A directed verdict is a verdict that the judge has either ordered the jury to find or that the judge has taken from the jury and entered without their deliberation. A directed verdict is only used when the evidence for either the plaintiff or defendant in a case is so weak that the law cannot possibly support a finding in favor of that party. In these cases, the directed verdict is entered in favor of the other party.
The court may issue a directed verdict either on its own, known as issuing a directed verdict “sua sponte,” or it may issue a directed verdict after either the plaintiff or defendant makes a motion for directed verdict, specifically asking the court to issue a directed verdict in that party’s favor. Usually, the court will not enter a directed verdict until after all the parties have had a chance to present their cases, and it will not consider a motion for directed verdict until at least one party (usually the plaintiff, who ordinarily goes first during trial) has rested its case.

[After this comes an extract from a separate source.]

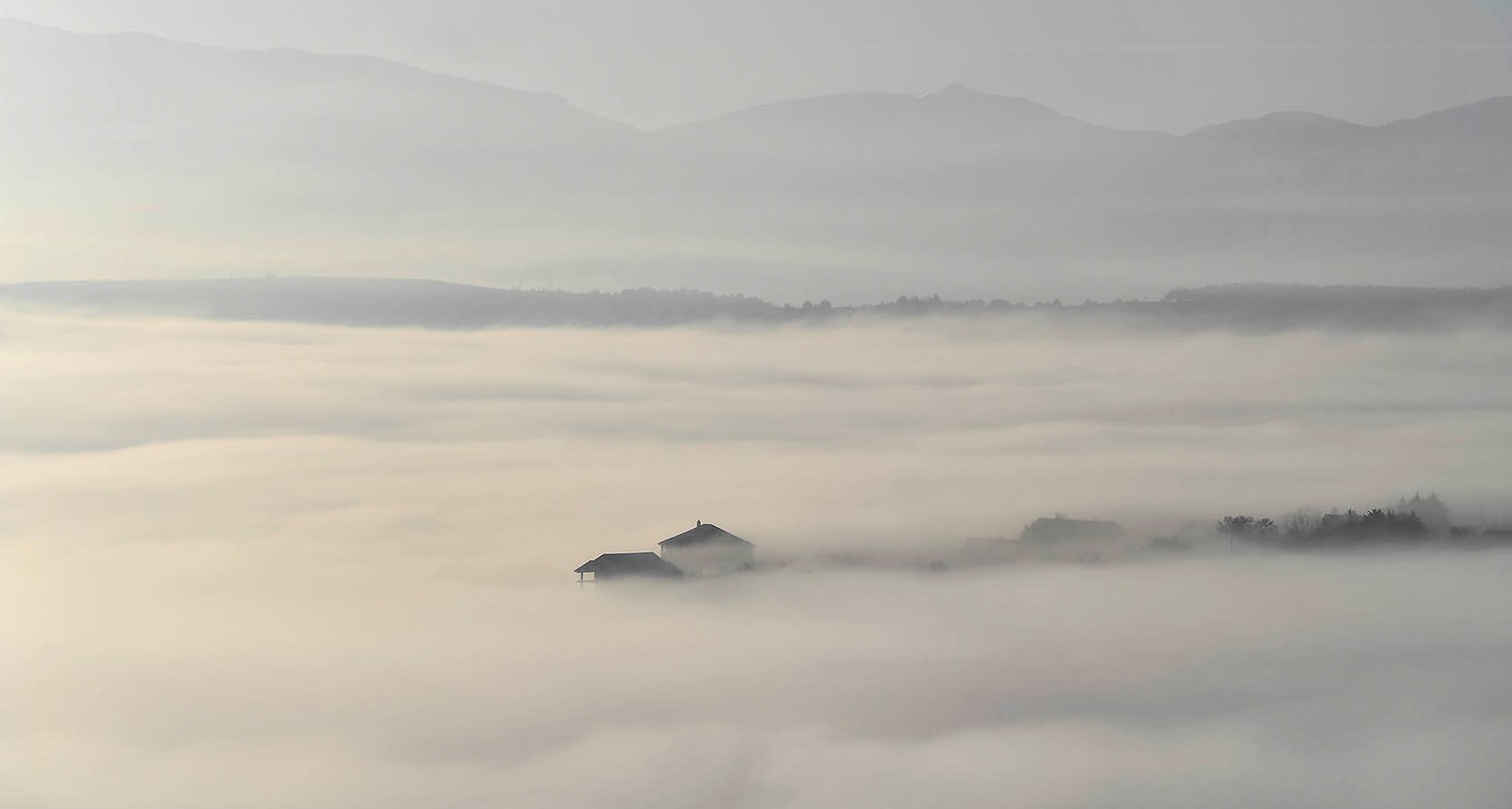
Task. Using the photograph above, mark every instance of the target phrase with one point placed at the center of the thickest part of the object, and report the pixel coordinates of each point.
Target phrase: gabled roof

Directed verdicts are not often granted, no matter whether they originate with the parties or the judge. This is because a directed verdict is only appropriate when the evidence weighs so heavily in favor of one party, and so lightly in favor of the other, that no reasonable jury could find in favor of the party that has no evidence to support its case. However, most parties in both civil and criminal cases can at least find a bit of evidence that creates a question as to what actually happened, which means that a reasonable jury could possibly find for either side and therefore must be given the chance to consider the case.
In many U.S. courts, the concept of “judgment as a matter of law” has largely replaced the use of directed verdicts. A judgment as a matter of law is a judgment made by the judge, not the jury, but it is based on the same principle as a directed verdict: the evidence for one party is so minute that, as a matter of law, that party cannot win a court case based on that evidence.
A motion for summary judgment frequently asks for a judgment as a matter of law, and supports the request by showing that, even if all the evidence collected in discovery up to that point is taken in favor of the opposing party, there still is not enough evidence to support the opposing party’s case to justify sending the case to the jury. Therefore, argues the typical motion for summary judgment, the judge should rule as a matter of law that the party making the motion should win.
Motions for a directed verdict are rarely granted, but they are frequently made, because the rules of procedure in many civil and criminal courts state that, if a motion for directed verdict is not made, the party that failed to make it might be unable to appeal if he or she ends up losing the case or being dissatisfied with the verdict, the judgement in a civil case, or the sentence in a criminal case.